Sometimes it just seems like everything that we do is for food; since history, our bored tongues, demands for new tastes and the sheer love of food have led to the evolving the process of cooking and eating into an art. We have found hundreds of ways to cook up a particular ingredient and in the process numerous cuisines, food shows, cooking techniques and cookware have evolved.
As Kahlil Gibran wrote, "But since you must kill to eat, and rob the newly born of its mother's milk to quench your thirst, let it then be an act of worship,” we took this as our talisman and dived in full-throttle into worshipping food. We have become acolytes of cooking, eating, tasting, and celebrating food. We grow food in huge amounts; we store them in jars in vinegar, sugar, salt. We grow them in different sizes, shapes, colors, tastes, textures, breeds and classes and transport them around the world.

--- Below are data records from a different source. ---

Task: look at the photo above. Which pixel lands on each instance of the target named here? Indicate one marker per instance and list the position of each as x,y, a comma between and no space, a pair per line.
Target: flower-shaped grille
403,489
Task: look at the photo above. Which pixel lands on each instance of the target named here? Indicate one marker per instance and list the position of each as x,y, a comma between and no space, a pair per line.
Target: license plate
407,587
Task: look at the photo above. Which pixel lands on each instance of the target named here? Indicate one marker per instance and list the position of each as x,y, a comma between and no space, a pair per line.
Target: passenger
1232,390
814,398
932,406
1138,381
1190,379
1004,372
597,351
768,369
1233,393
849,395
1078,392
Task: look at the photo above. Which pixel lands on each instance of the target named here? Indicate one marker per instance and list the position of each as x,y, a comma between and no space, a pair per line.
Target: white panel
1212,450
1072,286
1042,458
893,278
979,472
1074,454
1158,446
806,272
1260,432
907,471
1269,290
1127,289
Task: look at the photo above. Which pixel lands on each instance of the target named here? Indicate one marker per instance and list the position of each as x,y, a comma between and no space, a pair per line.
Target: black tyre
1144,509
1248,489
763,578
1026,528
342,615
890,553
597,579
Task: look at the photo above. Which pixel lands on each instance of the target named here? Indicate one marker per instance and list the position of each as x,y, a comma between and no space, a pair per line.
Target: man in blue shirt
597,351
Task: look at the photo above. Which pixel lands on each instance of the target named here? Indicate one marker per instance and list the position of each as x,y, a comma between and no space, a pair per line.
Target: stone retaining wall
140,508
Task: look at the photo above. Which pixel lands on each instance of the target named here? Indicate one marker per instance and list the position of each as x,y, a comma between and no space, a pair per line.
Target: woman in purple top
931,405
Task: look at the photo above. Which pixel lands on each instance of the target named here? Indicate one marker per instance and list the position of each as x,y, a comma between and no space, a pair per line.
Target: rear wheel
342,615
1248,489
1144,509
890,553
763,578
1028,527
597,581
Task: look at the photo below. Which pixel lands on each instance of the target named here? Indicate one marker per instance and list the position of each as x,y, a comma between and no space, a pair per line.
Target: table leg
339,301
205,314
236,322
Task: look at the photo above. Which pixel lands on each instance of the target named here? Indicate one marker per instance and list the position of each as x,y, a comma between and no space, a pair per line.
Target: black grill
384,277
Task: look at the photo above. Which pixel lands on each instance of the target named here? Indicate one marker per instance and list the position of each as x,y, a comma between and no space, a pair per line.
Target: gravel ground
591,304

In the Americas, well before the arrival of Columbus, prehistoric farmers had developed hundreds of varieties of corn, beans and tomatoes, as well as dozens of pepper breeds, all in a range of gorgeous and gaudy colors. While this variety came from decades of laborious selection and breeding, modern crop breeders can create dozens of flashy and flavorful new food hybrids in just a year. A company in China is said to produce pears that look exactly like a plump little Buddha, complete with folded arms, plump tummies, and meditative smiles - the secret is a plastic mold.
We now sell food across borders, across continents and oceans; food on our table could come from a farm down the road, across the country, or, in the case of some exotic foods, from somewhere half way across the world. So much has happened to food throughout history that it is interesting to take a peek into the dining rooms of famous figures and to examine the intersection of food, nature, culture and health fads over the years.
Although ancient Romans used metal spikes to winkle out snails, the fork did not appear with regularity until the 17th century. In the gilded world of late 19th-century America, flatware sets could extend to 30 types of forks, with various ones for shrimp, sardines, lobster, scallops, and oysters. This goes to show that the addiction to exotic foods and innovative forms of eating them that seem to have gripped us now is nothing new; dull food has always been old news.
Now, more than ever, food has become more than a mere meal; it has become, among others, a form of expression portraying our social standing, indicating our indulgence abilities. Food is also a gauge of our personal preferences for taste, textures, colors and flavors. It is our love for food that takes us to distant farm kitchens to taste fresh seasonal fare, or prepare a virtual meal online. Our penchant for the visual appeal of food has led to farmers and breeders coming up with a mind-boggling array of fruits and vegetables each vying to look better than the other.